Former synagogue in Essaouira, Morocco

The Simon Attias Synagogue is a former Jewish synagogue, located in Essaouira, formerly known as Mogador, in Marrakesh-Safi, Morocco. It is also known as the Bet Ha-Knesset Simon Attias, M'sod Attias and Shaarei T'filah (bet kenesset, 'house of assembly' or בית תפילה). The synagogue was built in 1882. The former synagogue has been incorporated as part of Bayt Dakira, a Jewish museum.

== History ==
The synagogue forms one wing of a masonry, courtyard building that also contained the home of Simon Attias. A single, large door set into a Horseshoe arch leads into the suite of buildings. The synagogue is on the second floor. The ground floor once held shops. The third floor contained the offices of Jewish courts, which heard both commercial and personal cases. The synagogue proper is a space two stories high, with large, rounded-arch windows and a women's gallery.

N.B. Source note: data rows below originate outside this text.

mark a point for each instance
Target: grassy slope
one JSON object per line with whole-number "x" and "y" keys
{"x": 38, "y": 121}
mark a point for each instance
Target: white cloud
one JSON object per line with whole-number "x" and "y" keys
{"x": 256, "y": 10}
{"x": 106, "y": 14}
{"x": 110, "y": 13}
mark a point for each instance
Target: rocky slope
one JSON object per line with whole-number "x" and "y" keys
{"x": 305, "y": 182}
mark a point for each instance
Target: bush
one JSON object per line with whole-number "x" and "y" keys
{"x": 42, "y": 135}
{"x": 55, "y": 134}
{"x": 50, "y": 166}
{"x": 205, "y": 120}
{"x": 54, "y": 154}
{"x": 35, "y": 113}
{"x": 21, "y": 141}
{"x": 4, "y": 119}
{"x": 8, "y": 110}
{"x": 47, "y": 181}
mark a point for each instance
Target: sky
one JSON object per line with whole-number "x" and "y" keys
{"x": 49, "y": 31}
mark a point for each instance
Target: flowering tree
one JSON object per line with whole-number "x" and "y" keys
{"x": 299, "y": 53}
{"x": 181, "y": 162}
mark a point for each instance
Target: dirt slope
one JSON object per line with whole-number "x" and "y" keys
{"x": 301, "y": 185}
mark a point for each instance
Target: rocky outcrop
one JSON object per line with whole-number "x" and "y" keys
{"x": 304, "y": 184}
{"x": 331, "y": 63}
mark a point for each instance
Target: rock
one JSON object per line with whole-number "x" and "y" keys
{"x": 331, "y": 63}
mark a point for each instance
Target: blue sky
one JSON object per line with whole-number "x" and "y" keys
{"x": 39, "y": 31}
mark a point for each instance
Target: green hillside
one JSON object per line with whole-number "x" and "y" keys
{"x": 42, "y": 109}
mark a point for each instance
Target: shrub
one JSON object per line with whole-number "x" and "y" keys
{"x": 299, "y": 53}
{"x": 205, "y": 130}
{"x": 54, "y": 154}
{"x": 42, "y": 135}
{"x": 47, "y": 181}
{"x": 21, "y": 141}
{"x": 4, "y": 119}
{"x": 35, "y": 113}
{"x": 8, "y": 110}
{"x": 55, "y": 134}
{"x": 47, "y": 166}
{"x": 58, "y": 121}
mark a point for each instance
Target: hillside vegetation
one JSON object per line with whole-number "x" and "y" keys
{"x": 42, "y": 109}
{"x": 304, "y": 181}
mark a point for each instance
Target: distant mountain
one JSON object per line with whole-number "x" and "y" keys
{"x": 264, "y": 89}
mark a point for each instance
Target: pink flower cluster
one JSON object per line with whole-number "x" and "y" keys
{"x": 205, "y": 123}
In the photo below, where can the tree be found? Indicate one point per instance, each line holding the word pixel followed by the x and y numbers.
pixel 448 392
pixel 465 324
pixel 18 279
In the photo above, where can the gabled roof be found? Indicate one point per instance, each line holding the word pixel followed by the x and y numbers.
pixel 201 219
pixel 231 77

The interior woodword was carved in London. The large, wooden Torah Ark featured columns and a rounded pediment, and is decorated with floral carvings. A large number of memorial lamps survived in 1993, including one to the memory of Simon Attias, who died in 1892. In 1993 the synagogue was in sound condition. In 2009 it is closed and is now undergoing restoration and conversion to a museum.

After the restoration, the former synagogue formed part of the Bayt Dakira Jewish museum.